Ingesting Multiple IoT Devices with Apache NiFi 1.7 and MiniFi 0.5 (GPS, Temperature, Humidity, DL Results, Images)

Part 1: Multiple Devices with Data
Keywords: Deep Learning On The Edge, GPS Ingestion, Sense-Hat and Rainbow Hat Sensor Ingest, WebCam Image Ingest
In preparation for my talk at Strata in NYC, I am updating my IoT demos for more devices, more data types and more actions.
I have three streams coming from each device including web camera images.
When we are sending data from a MiniFi agent we need to define a port on an Apache NiFi server/cluster to receive it.
So I design my MiniFi flow in the Apache NiFi UI (pretty soon there will be a special designer for this).
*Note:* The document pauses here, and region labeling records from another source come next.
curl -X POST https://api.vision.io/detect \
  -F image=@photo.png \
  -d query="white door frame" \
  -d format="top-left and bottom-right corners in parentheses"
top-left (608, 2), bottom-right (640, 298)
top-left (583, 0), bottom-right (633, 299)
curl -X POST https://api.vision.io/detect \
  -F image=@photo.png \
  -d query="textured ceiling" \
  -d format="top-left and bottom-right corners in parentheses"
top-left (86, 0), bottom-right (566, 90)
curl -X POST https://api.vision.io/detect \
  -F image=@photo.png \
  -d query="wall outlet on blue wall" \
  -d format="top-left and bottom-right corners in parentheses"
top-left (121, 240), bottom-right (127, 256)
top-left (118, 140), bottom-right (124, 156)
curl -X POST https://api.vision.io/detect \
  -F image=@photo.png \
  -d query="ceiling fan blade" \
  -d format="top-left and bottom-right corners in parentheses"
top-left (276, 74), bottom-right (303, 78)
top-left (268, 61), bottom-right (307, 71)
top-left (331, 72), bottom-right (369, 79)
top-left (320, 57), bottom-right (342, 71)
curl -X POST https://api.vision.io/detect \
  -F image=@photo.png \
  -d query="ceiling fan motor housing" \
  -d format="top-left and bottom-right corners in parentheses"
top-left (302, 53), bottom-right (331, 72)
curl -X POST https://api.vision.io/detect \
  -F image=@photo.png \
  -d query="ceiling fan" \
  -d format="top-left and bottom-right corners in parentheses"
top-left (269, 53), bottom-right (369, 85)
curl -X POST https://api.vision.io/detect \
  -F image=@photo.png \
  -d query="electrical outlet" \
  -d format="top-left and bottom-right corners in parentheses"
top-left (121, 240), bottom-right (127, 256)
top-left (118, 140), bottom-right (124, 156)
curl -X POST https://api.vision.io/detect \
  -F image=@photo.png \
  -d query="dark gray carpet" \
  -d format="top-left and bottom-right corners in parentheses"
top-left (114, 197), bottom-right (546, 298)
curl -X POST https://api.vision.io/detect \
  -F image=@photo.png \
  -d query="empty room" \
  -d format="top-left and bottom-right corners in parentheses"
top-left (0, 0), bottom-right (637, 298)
You then highlight everything there and hit Create Template. You can then export it and convert to config.yml. Again, this process will be automated and connected with the NiFi Registry very shortly to make this less clicks.
This is an example. When you connect to it in your flow you design in Apache NiFi UI you will connect to this port on the Remote Processor Group. If you are manually editing one (okay never do this, but sometimes I have to). You can copy that ID from this Port Details and past it in the file.
Once MiniFi has it's config.yml and it's started, we will start getting messages to that Port.
You can see I have two inputs, one for Movidius and one for Rainbow. I could just have one and route to what I want. It's up to you how you want to segment these flows.
Welcome to Apache NiFi registry v0.2.0, this one works just as well. Very stable, but with some new magic. You can now connect to Git and Github!!!!
We have structured JSON, so let's Infer a schema, clean it up and store it in the Hortonworks Schema Registry. That will make it versioned and REST enabled. I add one for the each of the two JSON file types I am sending from the rainbow device. You can see the schemas in full at the bottom of the article.
The data is received from MiniFi on my local NiFi edge server for simple event processing, filtering and analysis.
I route based on the two types of files, apply their schema, do a simple filter via SQL and send the converted AVRO formatted file to my cloud hosted cluster.
Once I get the data I send it from my edge server to my cloud HDF 3.2 cluster. For images, I send them to my existing image storage processor group. For my other two types of files I convert them to Apache ORC and store in HDFS as Apache Hive tables.
Server Dashboard
Rainbow Processing
Routing is Easy
On High Humidity, Send a Slack Message (Query on humidity value)
We can dive into any flowfile as it travels through the system and examine it's data and metadata.
Now that my data is saved in HDFS with Hive tables on top I can use the latest version of Apache Zeppelin to analyze the data.
I added some maps to Zeppelin via Helium, which is now available in HDP 3.0.
I found a bunch of new chart types, this one could be insightful.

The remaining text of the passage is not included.